礼人は、何か対策を考えなければと頭の中を捻ろうとするが、
「アフレクションネクロマンサー様。もし、飢えたリザードマンが襲って来た時は、重装兵にお任せ下さい」
そこで、目を瞑っていたビレーが目を開けて、
「確かに、飢えたリザードマンの脅威は筆舌し難いものがあります……が、飢えている時のリザードマンは共食いをするのです」
「共食い……」
「そうです。

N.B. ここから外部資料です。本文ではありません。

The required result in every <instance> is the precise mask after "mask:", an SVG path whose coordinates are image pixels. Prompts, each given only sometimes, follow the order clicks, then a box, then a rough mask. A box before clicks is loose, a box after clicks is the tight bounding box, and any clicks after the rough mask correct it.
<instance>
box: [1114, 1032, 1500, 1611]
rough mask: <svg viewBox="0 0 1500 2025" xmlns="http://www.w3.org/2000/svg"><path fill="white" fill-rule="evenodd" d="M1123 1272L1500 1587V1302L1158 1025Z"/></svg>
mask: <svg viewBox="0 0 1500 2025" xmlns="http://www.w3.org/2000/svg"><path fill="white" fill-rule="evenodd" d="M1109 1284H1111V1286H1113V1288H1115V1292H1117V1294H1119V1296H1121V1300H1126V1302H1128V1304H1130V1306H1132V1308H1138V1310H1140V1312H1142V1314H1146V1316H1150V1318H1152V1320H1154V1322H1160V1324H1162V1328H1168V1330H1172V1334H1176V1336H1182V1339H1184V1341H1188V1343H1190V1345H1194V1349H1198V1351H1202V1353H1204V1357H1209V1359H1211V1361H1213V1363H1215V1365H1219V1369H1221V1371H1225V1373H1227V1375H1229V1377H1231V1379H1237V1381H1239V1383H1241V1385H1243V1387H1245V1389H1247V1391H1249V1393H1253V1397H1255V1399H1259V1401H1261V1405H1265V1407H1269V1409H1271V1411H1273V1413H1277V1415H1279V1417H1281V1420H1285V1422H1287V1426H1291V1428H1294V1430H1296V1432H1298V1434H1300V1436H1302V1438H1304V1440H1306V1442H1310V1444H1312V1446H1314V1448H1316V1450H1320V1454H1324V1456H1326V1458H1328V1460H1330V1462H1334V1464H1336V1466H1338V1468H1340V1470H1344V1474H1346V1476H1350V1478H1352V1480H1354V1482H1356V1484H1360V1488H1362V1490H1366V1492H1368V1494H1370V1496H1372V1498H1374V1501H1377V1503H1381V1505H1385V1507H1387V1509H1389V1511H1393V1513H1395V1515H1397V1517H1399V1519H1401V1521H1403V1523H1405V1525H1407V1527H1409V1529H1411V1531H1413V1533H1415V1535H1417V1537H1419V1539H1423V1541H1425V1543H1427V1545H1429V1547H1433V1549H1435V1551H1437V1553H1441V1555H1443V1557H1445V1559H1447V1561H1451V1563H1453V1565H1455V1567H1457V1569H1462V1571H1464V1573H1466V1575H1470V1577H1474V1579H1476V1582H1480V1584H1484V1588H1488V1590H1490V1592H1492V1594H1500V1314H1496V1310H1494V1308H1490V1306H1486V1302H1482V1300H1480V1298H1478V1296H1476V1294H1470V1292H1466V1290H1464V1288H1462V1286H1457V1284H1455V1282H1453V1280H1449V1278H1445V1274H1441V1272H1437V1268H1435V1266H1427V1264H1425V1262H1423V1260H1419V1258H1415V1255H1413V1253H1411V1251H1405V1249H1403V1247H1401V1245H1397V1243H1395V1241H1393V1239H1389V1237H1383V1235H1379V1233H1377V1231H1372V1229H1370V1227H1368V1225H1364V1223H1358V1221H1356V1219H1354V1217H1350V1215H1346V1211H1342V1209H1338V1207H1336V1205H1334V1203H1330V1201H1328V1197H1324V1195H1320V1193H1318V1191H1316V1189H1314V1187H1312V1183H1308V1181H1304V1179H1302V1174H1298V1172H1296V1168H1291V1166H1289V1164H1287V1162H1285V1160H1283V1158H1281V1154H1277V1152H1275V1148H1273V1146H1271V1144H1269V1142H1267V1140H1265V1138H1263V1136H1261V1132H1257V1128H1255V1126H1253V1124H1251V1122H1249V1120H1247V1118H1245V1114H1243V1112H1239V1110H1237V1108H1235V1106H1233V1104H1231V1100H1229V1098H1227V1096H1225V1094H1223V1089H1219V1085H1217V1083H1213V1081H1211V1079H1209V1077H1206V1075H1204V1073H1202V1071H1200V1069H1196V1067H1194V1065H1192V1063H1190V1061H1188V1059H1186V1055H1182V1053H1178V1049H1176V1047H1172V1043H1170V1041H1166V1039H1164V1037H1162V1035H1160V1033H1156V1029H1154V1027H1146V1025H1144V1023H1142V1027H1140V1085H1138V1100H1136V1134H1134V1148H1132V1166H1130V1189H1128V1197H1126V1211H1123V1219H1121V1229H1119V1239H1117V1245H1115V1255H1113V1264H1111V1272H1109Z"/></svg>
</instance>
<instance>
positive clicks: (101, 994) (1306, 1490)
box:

最初は我々を捕食しようとしますが、重装兵が前に出てその身を盾にすることで時間を稼ぎ、我々を食べるよりも共食いをする方が早いと思わせれば、こっちのものです」
「なるほど、後は勝手に腹が満たされるまで共食いをすると」
「それに、腹が満たされれば理性を取り戻しますから、そうなれば、いつものリザードマンです」
対策の取り方は、十分に熟知している事を教えてくれる。
「なんの準備もしていない状態で、飢えたリザードマンをぶつけられたら脅威ですが、今回はアフレクションネクロマンサー様が事前に教えて下さったお陰で対応が出来ます」
「私達が、鉄騎兵だけに気を取られて、何も知らずに奇襲を受けていたら、甚大な被害が出ていたと思います」
二人の顔には悲壮感は無い、
「そうですか……お役に立てて良かったです」
飢えた魔龍は脅威と言えるが、それでも対策を取っていれば、襲るるに足りないらしい。
礼人は、自分の夢の中に入り込んで来た意識の話が、役に立ったとホッと一息付いて、
「出発まで時間は、ありますかね?」
「えぇ、いつもなら駆け足で進みますが、一足飛びでここまで来ていますから、時間には余裕がありますよ」
「そしたら、一度籠に戻っても?」
「もちろん、朝食は運ばせます」
礼人は、自分に割り当てられた籠へと戻る。